Disclosure of Invention
Based on the problems, the optimization problems of low gesture recognition precision and low recognition speed can be solved by selecting proper granularity by utilizing the capability of extracting features of a deep neural network and combining a multi-granularity information expression mode and a three-branch decision making idea.
The invention provides a method for optimizing a man-machine interaction interface of an intelligent cabin based on three decisions, which comprises the following steps:
s1, acquiring a gesture video in the cabin, and preprocessing the gesture video to obtain a static gesture image;
s2, performing segmentation processing on the gestures and the background in the gesture image to obtain a gesture area image;
s3, performing multi-granularity expression on the gesture area image from coarse granularity to fine granularity; extracting multi-granularity characteristics of the gesture area image by using a convolutional neural network;
s4, calculating the conditional probability of classifying each granularity gesture area image into each category from coarse granularity to fine granularity, and sequentially completing gesture recognition by utilizing three decisions;
s5, performing semantic conversion on the recognized gesture, and performing corresponding operation on the human-computer interaction interface according to the gesture recognition result after the semantic conversion;
s6, obtaining the best granularity by adopting a weighted summation mode, and repeatedly executing the steps S3-S5 by taking the best granularity as the finest granularity.
Further, the gesture area image is expressed in a multi-granularity mode from coarse granularity to fine granularity, and for the same gesture area image, the multi-granularity information expression mode is as follows:
wherein A isiInformation representing different granularities of images of gesture areas, A1Information indicating the coarse granularity of the image of the gesture area, AnInformation indicating that the gesture area image is in a fine granularity, namely the fine granularity comprises a coarse granularity; i 1,2, n, n represents the particle size.
Further, the extracting the multi-granularity features of the gesture area image by using the convolutional neural network comprises extracting the multi-granularity image features of the gesture image by using different convolutional kernels in the convolutional neural network.
Further, the step S4 includes extracting coarse-grained features from the gesture area image to make three decisions, if the classification category of the gesture can be determined, not continuing fine-grained feature extraction and further three decisions, otherwise, extracting finer-grained features to make three decisions until the classification category of the gesture area image is determined.
Further, the step S6 includes obtaining a final human-computer interaction interface optimization result for each granularity by a weighted summation method, so as to determine a granularity at which the gesture has the best human-computer interaction interface optimization effect;
Result=w×Acc+(1-w)×Time
Time=T1+T2
wherein Result is the optimal granularity of the gesture area image, Acc represents gesture recognition accuracy, Time represents Time spent in the gesture recognition process, w represents weight, T represents weight1Representing the time for extracting the multi-granularity features of the gesture area image; t is2Indicating the time at which the gesture was recognized.

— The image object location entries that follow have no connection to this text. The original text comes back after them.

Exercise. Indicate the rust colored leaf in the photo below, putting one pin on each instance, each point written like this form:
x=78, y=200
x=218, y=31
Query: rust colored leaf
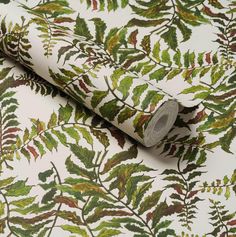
x=67, y=201
x=208, y=58
x=95, y=5
x=231, y=223
x=33, y=151
x=133, y=38
x=84, y=87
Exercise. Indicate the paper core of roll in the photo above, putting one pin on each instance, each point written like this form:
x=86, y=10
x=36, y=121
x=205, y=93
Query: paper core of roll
x=161, y=123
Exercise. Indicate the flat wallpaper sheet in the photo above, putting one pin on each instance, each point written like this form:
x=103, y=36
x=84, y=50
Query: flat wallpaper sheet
x=67, y=172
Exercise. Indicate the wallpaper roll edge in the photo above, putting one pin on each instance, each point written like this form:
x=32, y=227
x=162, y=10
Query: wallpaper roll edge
x=139, y=110
x=161, y=123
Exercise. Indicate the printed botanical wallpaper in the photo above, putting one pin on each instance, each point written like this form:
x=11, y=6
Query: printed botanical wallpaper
x=69, y=66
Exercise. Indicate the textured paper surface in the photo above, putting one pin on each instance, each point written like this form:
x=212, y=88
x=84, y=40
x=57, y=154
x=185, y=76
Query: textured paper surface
x=67, y=173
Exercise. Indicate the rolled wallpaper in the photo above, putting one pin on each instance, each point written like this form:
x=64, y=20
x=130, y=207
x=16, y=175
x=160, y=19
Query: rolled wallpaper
x=64, y=171
x=112, y=87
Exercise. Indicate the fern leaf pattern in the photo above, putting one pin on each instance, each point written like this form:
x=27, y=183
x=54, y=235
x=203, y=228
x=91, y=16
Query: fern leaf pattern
x=64, y=171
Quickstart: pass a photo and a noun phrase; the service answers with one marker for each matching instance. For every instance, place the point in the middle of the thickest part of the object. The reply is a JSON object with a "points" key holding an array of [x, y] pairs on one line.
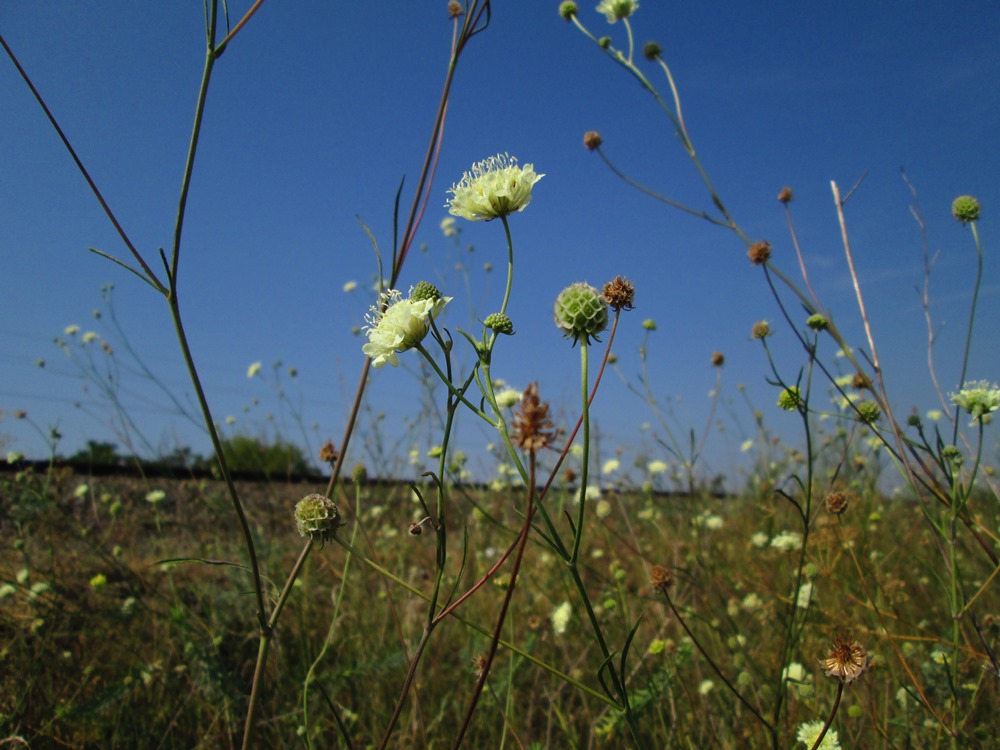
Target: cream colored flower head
{"points": [[495, 187], [400, 326], [615, 10]]}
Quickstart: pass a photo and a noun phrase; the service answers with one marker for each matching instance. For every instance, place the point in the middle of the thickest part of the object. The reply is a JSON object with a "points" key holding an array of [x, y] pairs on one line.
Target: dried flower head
{"points": [[837, 502], [532, 425], [581, 312], [495, 187], [846, 660], [398, 324], [616, 10], [817, 322], [592, 139], [316, 516], [761, 329], [965, 208], [759, 252], [619, 293], [661, 578]]}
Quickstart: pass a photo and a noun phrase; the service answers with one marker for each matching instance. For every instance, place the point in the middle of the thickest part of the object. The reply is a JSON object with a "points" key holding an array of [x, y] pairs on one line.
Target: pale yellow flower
{"points": [[495, 187]]}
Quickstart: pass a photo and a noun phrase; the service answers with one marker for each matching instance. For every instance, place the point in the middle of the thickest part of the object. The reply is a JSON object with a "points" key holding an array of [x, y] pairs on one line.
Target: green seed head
{"points": [[868, 412], [317, 516], [965, 208], [500, 323], [581, 312], [424, 290]]}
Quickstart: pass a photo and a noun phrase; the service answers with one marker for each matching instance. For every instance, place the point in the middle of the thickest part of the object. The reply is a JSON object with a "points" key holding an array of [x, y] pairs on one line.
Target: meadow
{"points": [[842, 592]]}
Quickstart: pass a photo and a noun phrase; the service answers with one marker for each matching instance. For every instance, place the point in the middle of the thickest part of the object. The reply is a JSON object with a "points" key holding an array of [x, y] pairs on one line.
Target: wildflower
{"points": [[581, 312], [317, 516], [817, 322], [965, 208], [402, 324], [560, 618], [615, 10], [759, 252], [760, 330], [846, 660], [790, 399], [592, 140], [567, 10], [619, 293], [978, 397], [495, 187], [809, 732], [656, 467], [532, 426], [500, 323], [155, 496]]}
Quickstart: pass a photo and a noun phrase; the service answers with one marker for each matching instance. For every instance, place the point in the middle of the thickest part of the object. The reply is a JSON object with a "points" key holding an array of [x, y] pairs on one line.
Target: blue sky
{"points": [[319, 109]]}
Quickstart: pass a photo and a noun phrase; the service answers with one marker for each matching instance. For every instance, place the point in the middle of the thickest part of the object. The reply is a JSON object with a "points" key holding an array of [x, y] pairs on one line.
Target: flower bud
{"points": [[581, 312]]}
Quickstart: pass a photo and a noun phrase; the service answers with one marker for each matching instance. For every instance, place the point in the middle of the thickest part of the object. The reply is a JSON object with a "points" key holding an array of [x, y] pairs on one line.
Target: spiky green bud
{"points": [[500, 323], [965, 208]]}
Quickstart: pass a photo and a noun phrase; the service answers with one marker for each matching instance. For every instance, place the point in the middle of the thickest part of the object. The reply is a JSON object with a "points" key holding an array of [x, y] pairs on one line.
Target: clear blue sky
{"points": [[318, 109]]}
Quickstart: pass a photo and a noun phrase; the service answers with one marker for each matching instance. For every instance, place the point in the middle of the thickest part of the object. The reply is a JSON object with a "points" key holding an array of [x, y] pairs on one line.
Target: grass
{"points": [[160, 654]]}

The invention provides a system for optimizing a human-computer interaction interface of an intelligent cockpit based on three decisions, which comprises a camera, a cockpit gesture acquisition module, a gesture image segmentation module, a multi-granularity feature extraction module, a three-decision gesture recognition module, a gesture semantic conversion module and an optimal granularity acquisition module, wherein the camera, the cockpit gesture acquisition module, the gesture image segmentation module, the multi-granularity feature extraction module, the three-decision gesture recognition module, the gesture semantic conversion module and the optimal granularity acquisition module;
the cockpit gesture acquisition module acquires a gesture video in the cockpit through a camera and converts a video frame into a series of static gesture images;
the gesture image segmentation module is used for segmenting the gesture and the background of the gesture image to obtain a gesture area image;
the gesture multi-granularity feature extraction module is used for extracting multi-granularity features of the gesture area image from coarse granularity to fine granularity;
the three-decision gesture recognition module is used for carrying out three-decision on the gesture area image in each granularity according to the extracted multi-granularity features so as to classify the gestures;
the gesture semantic conversion module is used for performing semantic conversion on the classified gestures;
the optimal granularity acquisition module is used for acquiring optimal granularity and sending the optimal granularity to the multi-granularity feature extraction module.

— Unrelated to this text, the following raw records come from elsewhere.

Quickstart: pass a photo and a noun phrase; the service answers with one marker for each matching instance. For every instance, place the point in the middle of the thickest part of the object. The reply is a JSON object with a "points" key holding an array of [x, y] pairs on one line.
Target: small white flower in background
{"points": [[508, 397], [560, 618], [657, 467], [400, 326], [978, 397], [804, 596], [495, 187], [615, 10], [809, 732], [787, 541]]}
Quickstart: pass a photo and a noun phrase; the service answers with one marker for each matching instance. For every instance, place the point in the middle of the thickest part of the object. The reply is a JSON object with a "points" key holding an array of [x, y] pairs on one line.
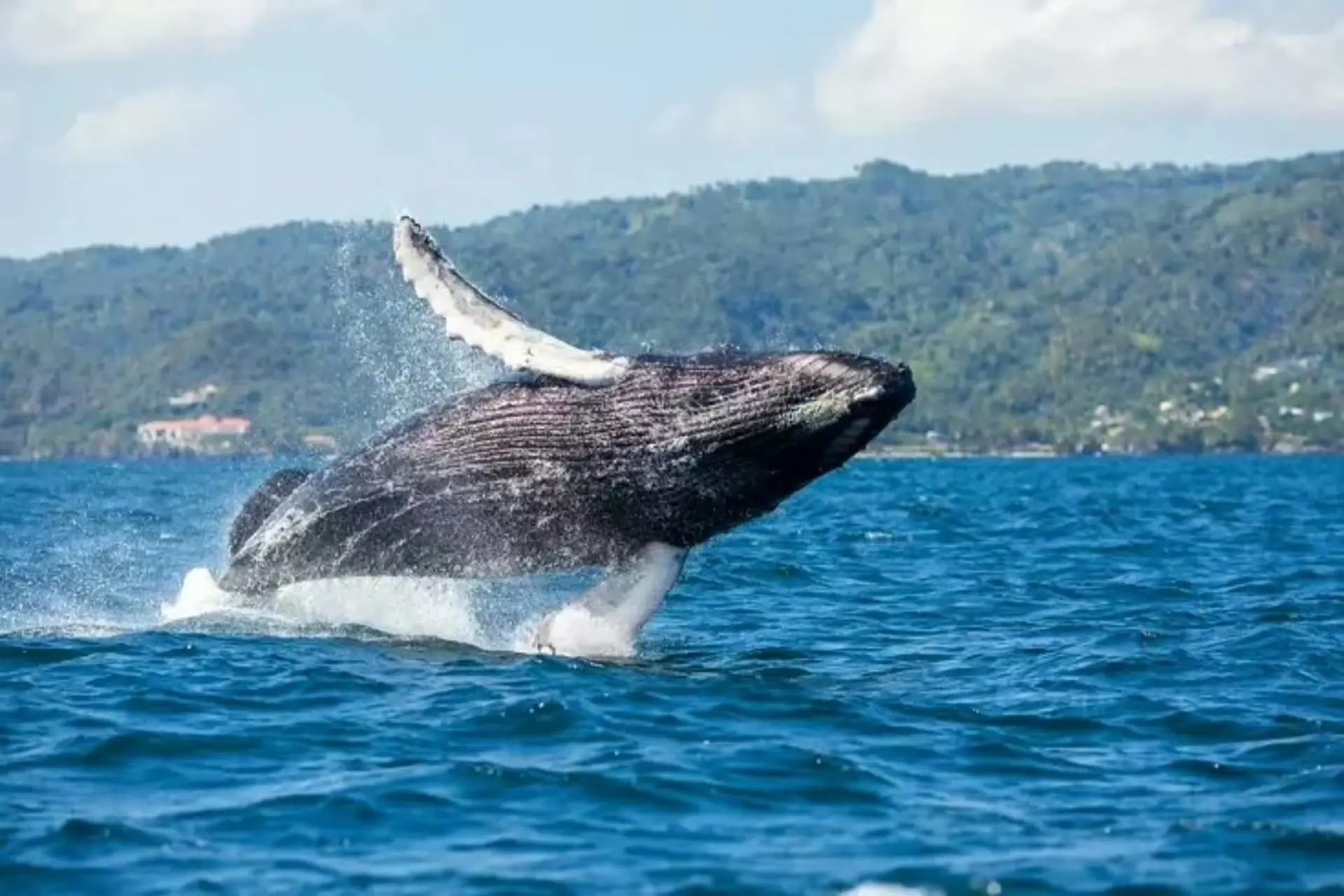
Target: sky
{"points": [[171, 121]]}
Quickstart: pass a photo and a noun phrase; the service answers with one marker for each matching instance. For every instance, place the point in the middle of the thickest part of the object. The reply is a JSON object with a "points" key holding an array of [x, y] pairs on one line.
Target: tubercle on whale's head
{"points": [[787, 418]]}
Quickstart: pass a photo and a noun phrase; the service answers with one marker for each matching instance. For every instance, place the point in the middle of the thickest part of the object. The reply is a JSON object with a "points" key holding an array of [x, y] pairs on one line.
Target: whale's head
{"points": [[750, 430]]}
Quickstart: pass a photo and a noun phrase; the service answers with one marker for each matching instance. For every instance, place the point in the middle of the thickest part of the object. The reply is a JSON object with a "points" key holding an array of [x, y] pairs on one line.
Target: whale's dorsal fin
{"points": [[477, 320]]}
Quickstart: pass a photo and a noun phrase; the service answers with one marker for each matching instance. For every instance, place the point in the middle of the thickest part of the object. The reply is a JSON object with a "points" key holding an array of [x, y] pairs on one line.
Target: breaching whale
{"points": [[578, 460]]}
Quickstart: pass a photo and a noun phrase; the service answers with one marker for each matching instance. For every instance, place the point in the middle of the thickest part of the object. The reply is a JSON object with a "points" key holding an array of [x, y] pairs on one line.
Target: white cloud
{"points": [[132, 124], [917, 61], [672, 121], [8, 115], [52, 31], [750, 115]]}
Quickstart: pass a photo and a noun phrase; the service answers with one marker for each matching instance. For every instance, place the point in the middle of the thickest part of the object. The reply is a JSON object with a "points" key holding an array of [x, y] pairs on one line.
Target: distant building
{"points": [[203, 433]]}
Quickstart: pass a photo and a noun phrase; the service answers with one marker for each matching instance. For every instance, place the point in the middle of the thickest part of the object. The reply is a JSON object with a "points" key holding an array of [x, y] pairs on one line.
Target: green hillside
{"points": [[1200, 307]]}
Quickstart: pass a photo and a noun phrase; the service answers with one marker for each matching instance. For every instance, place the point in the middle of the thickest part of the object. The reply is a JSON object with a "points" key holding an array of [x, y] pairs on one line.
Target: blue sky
{"points": [[169, 121]]}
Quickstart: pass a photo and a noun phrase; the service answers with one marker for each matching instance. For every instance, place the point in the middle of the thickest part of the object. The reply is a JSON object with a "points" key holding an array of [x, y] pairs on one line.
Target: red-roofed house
{"points": [[194, 435]]}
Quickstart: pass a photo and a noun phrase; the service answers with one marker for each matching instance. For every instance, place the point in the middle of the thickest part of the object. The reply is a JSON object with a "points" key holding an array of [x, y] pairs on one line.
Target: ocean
{"points": [[972, 676]]}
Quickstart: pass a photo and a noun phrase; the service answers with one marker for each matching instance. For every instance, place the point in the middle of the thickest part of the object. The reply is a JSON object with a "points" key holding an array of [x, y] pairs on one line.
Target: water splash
{"points": [[503, 615], [400, 360]]}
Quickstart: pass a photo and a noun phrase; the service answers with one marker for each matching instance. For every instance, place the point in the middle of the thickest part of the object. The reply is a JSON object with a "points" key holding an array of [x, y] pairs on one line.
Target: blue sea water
{"points": [[977, 676]]}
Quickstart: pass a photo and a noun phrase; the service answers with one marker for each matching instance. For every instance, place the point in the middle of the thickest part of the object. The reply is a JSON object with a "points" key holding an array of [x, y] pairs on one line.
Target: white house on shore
{"points": [[202, 433]]}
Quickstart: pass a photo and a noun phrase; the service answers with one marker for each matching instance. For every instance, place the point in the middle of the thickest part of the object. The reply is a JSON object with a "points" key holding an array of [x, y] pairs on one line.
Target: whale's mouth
{"points": [[848, 440]]}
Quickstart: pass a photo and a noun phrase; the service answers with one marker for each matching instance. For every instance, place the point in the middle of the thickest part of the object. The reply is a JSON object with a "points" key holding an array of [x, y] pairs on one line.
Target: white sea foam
{"points": [[514, 615]]}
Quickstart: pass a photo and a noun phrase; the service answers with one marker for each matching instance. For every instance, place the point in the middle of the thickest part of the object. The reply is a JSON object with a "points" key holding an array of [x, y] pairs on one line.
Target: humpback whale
{"points": [[575, 460]]}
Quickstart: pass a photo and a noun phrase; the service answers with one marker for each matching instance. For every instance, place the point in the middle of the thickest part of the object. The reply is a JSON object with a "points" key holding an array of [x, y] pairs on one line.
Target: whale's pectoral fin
{"points": [[606, 620], [261, 503], [477, 320]]}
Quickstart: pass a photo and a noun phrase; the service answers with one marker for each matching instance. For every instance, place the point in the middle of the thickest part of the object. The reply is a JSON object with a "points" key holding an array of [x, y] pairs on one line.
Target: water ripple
{"points": [[958, 678]]}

Further, the gesture multi-granularity feature extraction module comprises a convolutional neural network unit, and extracts multi-granularity image features of the gesture area image by using different convolutional kernels in the convolutional neural network unit; the multi-granularity information representation mode is specifically
Wherein A is
iInformation representing different granularities of images of gesture areas, A
1Information indicating the coarse granularity of the image of the gesture area, A
nInformation indicating that the gesture area image is in a fine granularity, namely the fine granularity comprises a coarse granularity;
i 1,2, n, n represents the particle size.
Further, the three-branch decision gesture recognition module performs three-branch decision on coarse-grained features of the gesture area image, if the classification category of the gesture can be determined, fine-grained feature extraction and further three-branch decision are not continued, otherwise, finer-grained features are extracted to perform three-branch decision until the classification category of the gesture area image is determined.

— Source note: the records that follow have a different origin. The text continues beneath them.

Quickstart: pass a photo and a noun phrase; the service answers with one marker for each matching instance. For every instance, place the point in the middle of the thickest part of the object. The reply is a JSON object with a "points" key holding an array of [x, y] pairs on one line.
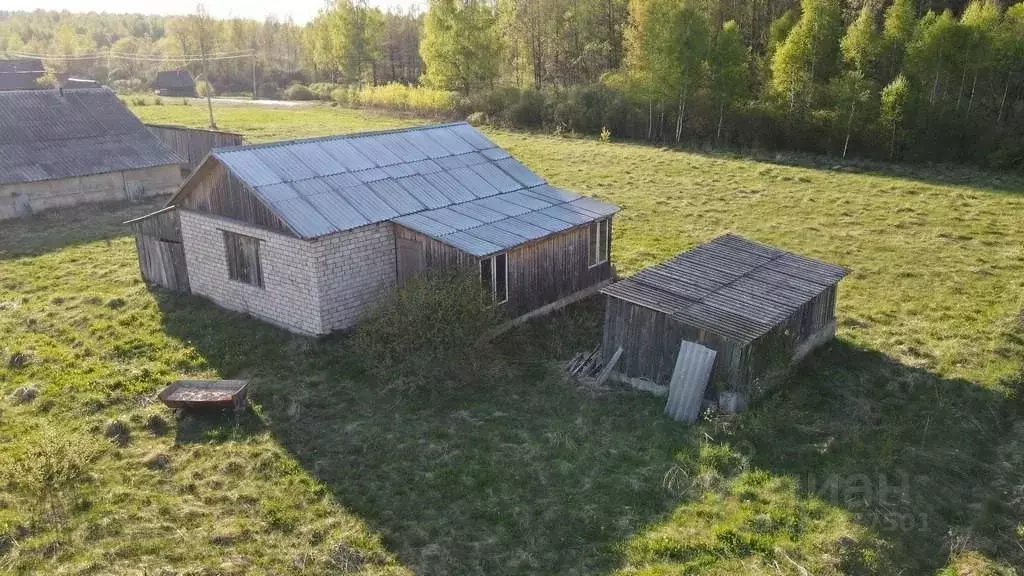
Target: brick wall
{"points": [[309, 286], [354, 269], [24, 199], [289, 297]]}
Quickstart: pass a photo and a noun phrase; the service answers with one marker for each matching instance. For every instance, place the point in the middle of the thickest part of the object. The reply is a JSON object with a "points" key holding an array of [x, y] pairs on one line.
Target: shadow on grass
{"points": [[528, 474], [56, 230], [214, 425]]}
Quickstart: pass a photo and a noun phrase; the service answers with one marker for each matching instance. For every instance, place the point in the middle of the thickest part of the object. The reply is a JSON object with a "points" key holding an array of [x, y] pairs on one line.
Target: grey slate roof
{"points": [[731, 286], [448, 181], [45, 135]]}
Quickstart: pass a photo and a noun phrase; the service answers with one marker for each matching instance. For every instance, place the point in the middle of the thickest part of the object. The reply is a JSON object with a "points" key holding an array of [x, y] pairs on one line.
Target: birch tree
{"points": [[729, 67]]}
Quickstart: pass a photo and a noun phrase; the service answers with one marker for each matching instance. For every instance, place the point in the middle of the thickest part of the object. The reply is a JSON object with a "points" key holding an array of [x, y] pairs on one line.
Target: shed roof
{"points": [[174, 79], [731, 286], [46, 134], [448, 181]]}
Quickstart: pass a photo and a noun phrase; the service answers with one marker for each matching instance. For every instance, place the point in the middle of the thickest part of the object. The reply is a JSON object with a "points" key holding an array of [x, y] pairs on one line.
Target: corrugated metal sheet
{"points": [[46, 135], [732, 287], [446, 180], [689, 379]]}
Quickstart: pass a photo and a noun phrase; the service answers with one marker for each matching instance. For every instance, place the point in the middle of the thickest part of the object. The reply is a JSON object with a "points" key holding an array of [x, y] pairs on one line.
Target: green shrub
{"points": [[431, 332], [298, 92], [204, 88], [323, 90], [477, 119], [402, 97]]}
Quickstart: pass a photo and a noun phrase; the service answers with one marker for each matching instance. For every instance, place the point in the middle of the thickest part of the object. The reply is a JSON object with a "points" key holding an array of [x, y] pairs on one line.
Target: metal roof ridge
{"points": [[351, 135]]}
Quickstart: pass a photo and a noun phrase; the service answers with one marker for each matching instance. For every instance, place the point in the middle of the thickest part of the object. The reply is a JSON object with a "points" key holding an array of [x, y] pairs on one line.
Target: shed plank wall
{"points": [[161, 253], [215, 191], [193, 145]]}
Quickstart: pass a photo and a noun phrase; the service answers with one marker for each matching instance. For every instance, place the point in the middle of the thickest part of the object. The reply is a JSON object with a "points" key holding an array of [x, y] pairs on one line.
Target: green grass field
{"points": [[897, 449]]}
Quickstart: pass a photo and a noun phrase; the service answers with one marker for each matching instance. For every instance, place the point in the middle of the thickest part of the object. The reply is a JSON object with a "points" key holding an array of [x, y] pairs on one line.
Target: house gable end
{"points": [[213, 189]]}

Further, the optimal granularity acquisition module acquires a final human-computer interaction interface optimization result of each granularity by adopting a weighted summation mode so as to determine the optimal granularity of the gesture area image;
Result=w×Acc+(1-w)×Time
Time=T1+T2
wherein Result is a gesture areaOptimal granularity of a domain image, Acc represents gesture recognition precision, Time represents Time spent in a gesture recognition process, w represents weight, T represents weight1Representing the time for extracting the multi-granularity features of the gesture area image; t is2Indicating the time at which the gesture was recognized.
The invention has the beneficial effects that:
the invention utilizes the thought of 'gradual calculation' in particle calculation to construct a multi-granularity information expression mode for a gesture image, utilizes a convolutional neural network to extract the characteristics of the multi-granularity gesture image, and uses a three-decision method to identify the gesture in each granularity from coarse granularity to fine granularity, then carries out corresponding semantic conversion on the identified gesture, and applies the gesture identification result to HMI interface optimization in a cabin.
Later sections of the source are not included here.